Practical Example: Autocomplete
Let's build on this concept with a generic autocomplete function. We want this function to accept any request that
returns an array of strings (string[]) in its response. Any other response type should result in a TypeScript error.
First, let's define two requests: one that fits our criteria and one that does not.
// We assume 'client' is a pre-configured Client instance
// For example:
// import { createClient } from "@hyper-fetch/core";
// const client = createClient({ url: "..." });
// This request's response is `string[]`, which is what our function expects.
const getSuggestions = client.createRequest<{ response: string[] }>()({
endpoint: "suggestions",
});
// This request's response is `string`, which should be rejected.
const getUsername = client.createRequest<{ response: string }>()({
endpoint: "username",
});
Now, let's create our generic autocomplete function. We'll use a generic constraint to ensure the request parameter
has a response type of string[].
function autocomplete<Request extends RequestInstance<{ response: string[] }>>(request: Request) {
// Now, inside this function, TypeScript knows that `request.send()`
// will eventually return a `data` property of type `string[]` on success.
console.log("Request received, can be used for fetching suggestions.");
return request.send();
}
With this setup, TypeScript will enforce our constraint at compile time.
// ✅ Correct Usage
// This works because `getSuggestions` has a response type of `string[]`.
autocomplete(getSuggestions);
// ⛔ Incorrect Usage
// This will cause a TypeScript error because `getUsername`'s response is `string`, not `string[]`.
autocomplete(getUsername);
When to Use It?
This pattern is powerful for building reusable, type-safe components and functions.

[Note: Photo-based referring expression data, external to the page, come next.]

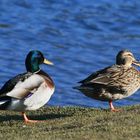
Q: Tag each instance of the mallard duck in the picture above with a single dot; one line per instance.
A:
(114, 82)
(30, 90)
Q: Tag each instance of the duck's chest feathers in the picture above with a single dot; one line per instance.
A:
(39, 98)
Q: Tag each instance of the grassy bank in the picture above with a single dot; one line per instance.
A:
(73, 123)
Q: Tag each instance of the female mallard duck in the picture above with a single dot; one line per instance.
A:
(114, 82)
(30, 90)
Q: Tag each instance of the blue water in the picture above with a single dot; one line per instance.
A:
(79, 36)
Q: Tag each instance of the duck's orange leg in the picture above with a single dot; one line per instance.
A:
(26, 120)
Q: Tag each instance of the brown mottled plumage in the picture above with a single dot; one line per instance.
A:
(114, 82)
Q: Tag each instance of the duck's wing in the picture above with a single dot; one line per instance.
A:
(104, 76)
(21, 85)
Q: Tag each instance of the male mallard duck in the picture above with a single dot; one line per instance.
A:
(30, 90)
(114, 82)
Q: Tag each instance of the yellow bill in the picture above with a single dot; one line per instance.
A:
(47, 62)
(137, 63)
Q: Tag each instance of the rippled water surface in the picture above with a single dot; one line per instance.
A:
(79, 36)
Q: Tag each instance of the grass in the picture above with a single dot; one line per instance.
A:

Use it for:
- Generic UI Components like
<DataTable />or<SelectField />. - Type-safe utilities for data processing.
- Abstracting business logic into reusable functions.
- Mock / interceptor / configuration callbacks in
sdk.$configure({...}).
By using this approach, you promote code reuse and maintain strong type safety across your application.
Not for schema definitions
If you find yourself reaching for RequestInstance inside a schema declaration like this:
// ⛔ This silently widens response, payload, queryParams, error to `any` for that endpoint.
type ApiSchema = {
users: {
$get: RequestInstance<{ response: User[]; endpoint: "/users" }>;
};
};
…that is a signal you wanted RequestModel instead. Inside a schema, omitted fields should mean "there is no payload
here" — not "anything goes". Switch the type and the rest of your code keeps the strictness it deserves:
import { RequestModel } from "@hyper-fetch/core";
// ✅ Omitted payload / queryParams / error stay strict (undefined / Error) instead of any.
type ApiSchema = {
users: {
$get: RequestModel<{ response: User[]; endpoint: "/users" }>;
};
};
See the SDK guide for the full schema pattern.
You've learned how to extend Hyper-Fetch requests for building flexible and type-safe components!
- You can create generic functions that constrain request types.
- You understand how to enforce a specific response shape on a request.
- You are able to build reusable components that are decoupled from specific API endpoints.